Regex lazy quantifier vs negation class in MarkDow

2019-05-18 18:40发布

问题:

I'm looking through the MarkDown code written in Perl by John Gruber, and there is a sub called _Detab that converts tabs to spaces while preserving the indentation of the text. The line of code in question is 1314 in Markdown.pl:

$text =~ s{(.*?)\t}{$1.(' ' x ($g_tab_width - length($1) % $g_tab_width))}ge;

Wouldn't this cause unnecessary backtracking? Wouldn't the following pattern perform more efficiently?

/([^\t\n]*)\t/

Or am I missing something?

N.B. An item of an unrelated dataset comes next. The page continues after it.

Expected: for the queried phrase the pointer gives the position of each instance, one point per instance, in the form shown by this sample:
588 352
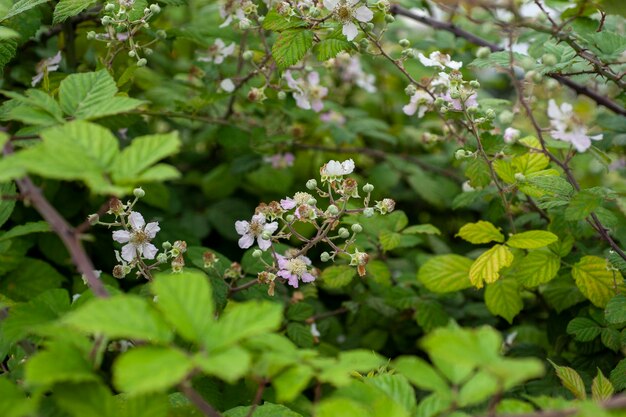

Thanks.

BTW, I'm only negating \n and not \r because all line breaks are standardized to \n beforehand.

回答1:

Don't guess when you can benchmark:

use Benchmark 'cmpthese';

my $source = "\t\thello\n\t\t\tworld\n" x 100;
my $g_tab_width = 8;

my ($textU, $textN);

cmpthese(-3, {
  ungreedy => sub {
    $textU = $source;
    $textU =~ s{(.*?)\t}{$1.(' ' x ($g_tab_width - length($1) % $g_tab_width))}ge;
  },

 negated => sub {
    $textN = $source;
    $textN =~ s{([^\n\t]*)\t}{$1.(' ' x ($g_tab_width - length($1) % $g_tab_width))}ge;
  },
});

die "whoops" unless $textN eq $textU; # ensure they do the same thing

I find that the non-greedy version (as it appears in the Markdown source) is roughly 40% faster than the negated character class you suggest:

           Rate  negated ungreedy
negated  1204/s       --     -30%
ungreedy 1718/s      43%       --

My guess would be that matching . is more efficient than the negated character class, which makes up for the extra backtracking. More tests would be necessary to confirm that.



回答2:

You are correct. This would cause unnecessary backtracking. Yes, your pattern would be more efficient.

Most people don't really understand or think about how regexps work and/or just do things the way they've been taught. I don't know the particulars of this code or the author, but that's a very common regexp you'll see in perl code.

And, to be honest, for most use cases it doesn't really make that much of a difference.